When we look at the characters that inspire us in fiction and non-fixture they are vanguards that brought change or furthered a narrative, not afraid of shifting and changing the status quo e.g. Buckminster Fuller, Isamu Noguchi, Prince, David Bowie, Alejandro Jodorowsky and our friends Apichatpong Weerasethakul, Rirkrit Tiravanija, Korakrit Arunanondchai, and Waris Ahluwalia. They inspire us. What is in common with all themes is that they were doing things, in action, so the clothes require mobility and an easiness to them – day-to-night and journey across the earth. That is why the clothes are transitional, there is a through line with them with the shape, always a slight exaggeration, and they can be as easily formal as they are casual.
So imagine making clothes that are informed by the past, that are drawn from the land, but made for the future to be worn today, but the future that we see right now but one that has better used it resources, one that has gone to the land harnessed how best to use Mother Nature’s recipes to not exploit but enhance. It is DIY Sci Fi in a way, science fiction that can be crafted, that still retains the human touch and something that has a soul.
What was the story you wanted to tell with the film?
CW: All along since we started our journey, and in particular last year, we felt that like it was leading somewhere but we weren’t really sure where it was or “what” it was. A few months ago, I think around the time that we were all stuck at home; I began to realize that the thing we were looking for, this abstract idea relates to the idea of freedom, freedom to do what we want to do, to be able to express ourselves and create; And with regards to the brand, this links to indigo and Sakon Nakhon. So what we wanted to propose is what this idea of freedom vis-à-vis the journey of our collaborators, and their search for this notion, abstract or real of “oasis”.

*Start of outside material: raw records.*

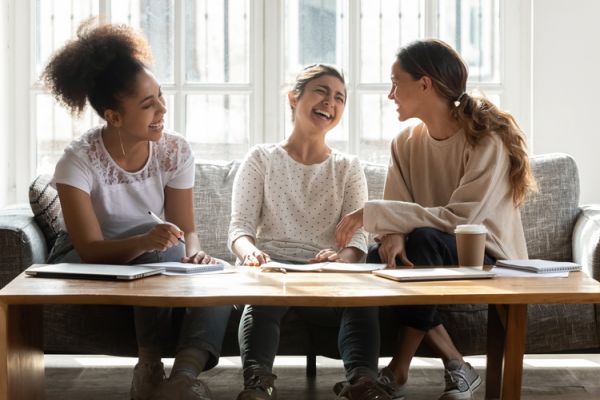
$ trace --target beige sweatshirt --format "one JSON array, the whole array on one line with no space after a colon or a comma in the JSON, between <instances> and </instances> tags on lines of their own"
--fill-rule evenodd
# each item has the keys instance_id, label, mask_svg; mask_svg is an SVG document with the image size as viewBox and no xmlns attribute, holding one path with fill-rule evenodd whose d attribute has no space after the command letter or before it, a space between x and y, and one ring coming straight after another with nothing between
<instances>
[{"instance_id":1,"label":"beige sweatshirt","mask_svg":"<svg viewBox=\"0 0 600 400\"><path fill-rule=\"evenodd\" d=\"M425 124L408 128L392 142L385 200L365 204L365 229L379 235L421 227L453 233L459 224L484 224L488 254L527 258L509 169L508 151L493 133L473 147L463 130L439 141Z\"/></svg>"}]
</instances>

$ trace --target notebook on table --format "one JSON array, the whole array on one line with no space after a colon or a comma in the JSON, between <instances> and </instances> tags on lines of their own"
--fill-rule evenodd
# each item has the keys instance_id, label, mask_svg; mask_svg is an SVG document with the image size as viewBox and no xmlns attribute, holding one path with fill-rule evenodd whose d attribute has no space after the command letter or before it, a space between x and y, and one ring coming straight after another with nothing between
<instances>
[{"instance_id":1,"label":"notebook on table","mask_svg":"<svg viewBox=\"0 0 600 400\"><path fill-rule=\"evenodd\" d=\"M197 274L200 272L215 272L223 271L225 265L221 263L216 264L191 264L182 263L177 261L168 261L160 263L149 263L149 264L136 264L144 267L156 267L161 268L164 273L175 273L175 274Z\"/></svg>"},{"instance_id":2,"label":"notebook on table","mask_svg":"<svg viewBox=\"0 0 600 400\"><path fill-rule=\"evenodd\" d=\"M158 267L111 264L33 264L25 270L25 274L41 278L68 279L104 279L131 281L146 276L158 275L163 271Z\"/></svg>"},{"instance_id":3,"label":"notebook on table","mask_svg":"<svg viewBox=\"0 0 600 400\"><path fill-rule=\"evenodd\" d=\"M514 268L522 271L537 272L539 274L549 272L581 271L581 265L569 261L549 261L539 259L529 260L498 260L497 267Z\"/></svg>"},{"instance_id":4,"label":"notebook on table","mask_svg":"<svg viewBox=\"0 0 600 400\"><path fill-rule=\"evenodd\" d=\"M373 274L401 282L485 279L496 275L477 267L382 269Z\"/></svg>"}]
</instances>

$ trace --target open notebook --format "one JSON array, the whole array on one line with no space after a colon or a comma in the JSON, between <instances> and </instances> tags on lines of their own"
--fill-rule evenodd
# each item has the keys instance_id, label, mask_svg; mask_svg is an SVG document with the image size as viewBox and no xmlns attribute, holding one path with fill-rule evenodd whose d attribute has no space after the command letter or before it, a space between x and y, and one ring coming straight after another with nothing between
<instances>
[{"instance_id":1,"label":"open notebook","mask_svg":"<svg viewBox=\"0 0 600 400\"><path fill-rule=\"evenodd\" d=\"M440 281L493 278L496 274L477 267L400 268L373 271L373 274L395 281Z\"/></svg>"}]
</instances>

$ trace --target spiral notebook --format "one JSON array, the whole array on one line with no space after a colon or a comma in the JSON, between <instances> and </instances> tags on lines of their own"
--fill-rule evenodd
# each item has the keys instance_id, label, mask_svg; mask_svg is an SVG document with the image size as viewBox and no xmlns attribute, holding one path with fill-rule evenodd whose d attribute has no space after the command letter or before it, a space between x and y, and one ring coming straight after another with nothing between
<instances>
[{"instance_id":1,"label":"spiral notebook","mask_svg":"<svg viewBox=\"0 0 600 400\"><path fill-rule=\"evenodd\" d=\"M482 270L481 267L382 269L373 271L373 274L400 282L485 279L493 278L496 275L493 272Z\"/></svg>"},{"instance_id":2,"label":"spiral notebook","mask_svg":"<svg viewBox=\"0 0 600 400\"><path fill-rule=\"evenodd\" d=\"M569 261L548 261L540 259L531 260L498 260L496 266L504 268L514 268L523 271L537 272L539 274L547 272L569 272L581 271L581 265Z\"/></svg>"}]
</instances>

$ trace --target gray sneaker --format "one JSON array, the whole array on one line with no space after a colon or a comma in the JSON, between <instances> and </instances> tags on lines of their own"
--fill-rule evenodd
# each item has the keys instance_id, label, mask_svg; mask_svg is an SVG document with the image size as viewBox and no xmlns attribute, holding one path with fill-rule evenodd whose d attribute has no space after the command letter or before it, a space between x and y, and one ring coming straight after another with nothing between
<instances>
[{"instance_id":1,"label":"gray sneaker","mask_svg":"<svg viewBox=\"0 0 600 400\"><path fill-rule=\"evenodd\" d=\"M343 386L338 400L391 400L386 391L372 378L360 377L354 383Z\"/></svg>"},{"instance_id":2,"label":"gray sneaker","mask_svg":"<svg viewBox=\"0 0 600 400\"><path fill-rule=\"evenodd\" d=\"M404 400L406 388L396 383L394 373L388 367L384 367L377 375L377 383L387 392L392 400Z\"/></svg>"},{"instance_id":3,"label":"gray sneaker","mask_svg":"<svg viewBox=\"0 0 600 400\"><path fill-rule=\"evenodd\" d=\"M237 400L277 400L277 376L264 368L244 370L244 390Z\"/></svg>"},{"instance_id":4,"label":"gray sneaker","mask_svg":"<svg viewBox=\"0 0 600 400\"><path fill-rule=\"evenodd\" d=\"M132 400L147 400L165 380L163 363L137 363L133 369L130 396Z\"/></svg>"},{"instance_id":5,"label":"gray sneaker","mask_svg":"<svg viewBox=\"0 0 600 400\"><path fill-rule=\"evenodd\" d=\"M213 400L208 386L198 378L178 374L164 381L151 400Z\"/></svg>"},{"instance_id":6,"label":"gray sneaker","mask_svg":"<svg viewBox=\"0 0 600 400\"><path fill-rule=\"evenodd\" d=\"M468 362L450 360L444 372L446 389L438 400L472 399L473 392L481 385L481 378Z\"/></svg>"}]
</instances>

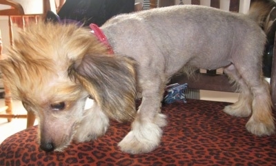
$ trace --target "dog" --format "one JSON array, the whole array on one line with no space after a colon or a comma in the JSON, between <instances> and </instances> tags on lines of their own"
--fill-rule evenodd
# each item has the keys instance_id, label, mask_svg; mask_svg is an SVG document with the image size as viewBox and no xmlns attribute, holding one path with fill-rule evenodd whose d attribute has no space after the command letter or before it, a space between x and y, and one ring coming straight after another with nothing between
<instances>
[{"instance_id":1,"label":"dog","mask_svg":"<svg viewBox=\"0 0 276 166\"><path fill-rule=\"evenodd\" d=\"M269 85L262 74L266 35L253 17L177 6L118 15L94 34L75 24L41 21L19 32L0 69L13 97L35 114L46 152L99 138L110 118L132 121L118 144L123 152L152 151L166 125L164 87L174 74L191 68L223 68L240 91L224 111L250 116L249 132L271 135ZM137 93L142 100L136 110ZM88 98L94 104L85 109Z\"/></svg>"}]
</instances>

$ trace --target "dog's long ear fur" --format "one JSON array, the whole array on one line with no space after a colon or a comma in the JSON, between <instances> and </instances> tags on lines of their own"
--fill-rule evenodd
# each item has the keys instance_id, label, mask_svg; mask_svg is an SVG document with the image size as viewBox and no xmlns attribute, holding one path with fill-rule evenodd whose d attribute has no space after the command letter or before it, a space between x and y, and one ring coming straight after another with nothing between
<instances>
[{"instance_id":1,"label":"dog's long ear fur","mask_svg":"<svg viewBox=\"0 0 276 166\"><path fill-rule=\"evenodd\" d=\"M69 76L79 81L103 112L118 121L136 113L134 60L121 56L86 54L69 68Z\"/></svg>"}]
</instances>

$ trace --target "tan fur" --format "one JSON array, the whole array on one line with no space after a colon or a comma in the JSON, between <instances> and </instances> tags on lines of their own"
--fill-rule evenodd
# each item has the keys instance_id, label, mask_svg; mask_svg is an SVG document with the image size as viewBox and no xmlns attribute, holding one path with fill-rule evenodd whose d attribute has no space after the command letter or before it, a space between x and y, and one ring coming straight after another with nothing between
<instances>
[{"instance_id":1,"label":"tan fur","mask_svg":"<svg viewBox=\"0 0 276 166\"><path fill-rule=\"evenodd\" d=\"M0 63L14 96L37 116L41 149L61 151L73 139L93 140L105 133L108 118L135 118L119 146L131 154L151 152L166 124L161 113L166 83L195 68L224 68L241 92L224 112L251 114L246 128L254 134L274 133L262 75L266 36L248 15L173 6L121 14L101 28L115 54L88 29L41 22L21 32ZM137 112L137 92L142 96ZM95 103L85 110L89 96Z\"/></svg>"}]
</instances>

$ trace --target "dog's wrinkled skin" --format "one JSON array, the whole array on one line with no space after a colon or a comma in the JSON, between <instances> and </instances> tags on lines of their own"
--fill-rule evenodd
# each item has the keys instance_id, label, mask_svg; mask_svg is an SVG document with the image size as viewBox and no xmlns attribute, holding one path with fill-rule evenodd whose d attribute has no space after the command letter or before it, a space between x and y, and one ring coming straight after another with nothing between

I wanted to introduce them and their journey, this coming home to the farm synonymous with oasis. In a way, this a parallel to Philip and I seeking a way to do what we love, that is different from what we are expected to do. To be able to reconcile the city with this countryside and community that we’ve gotten to know over the last five years. The constant juxtaposition painting a picture of our world. This is in a way our oasis. So this first part (hopefully there is a second), it’s kind of a visual essay in a way, how we got here and how this “oasis” is a convergence of the city, our family, our work, and our collaborators. The story offers a glimpse of the way of life the villages that we work with, a small glimpse of their story, and finally the hope for the future that comes with the land itself. Finding Oasis is also finding that peace in ourselves, that is why the elements are important, the water, the sky, the fire. We hope to make a part two to this that is an exploration of the idea of freedom through movement, through small gestures, the hands.
What makes you hopeful for the future?
That there are young people who care, that the idea of hand-made and of the human touch is appreciated. That people have had time to reflect and retain the information that is available and knowing that what we provide is an alternative to the current state of things, not just in fashion but the way that one chooses to live, in the city or countryside. In the bigger sense, we are hopeful that they have time to listen and want to explore other alternatives.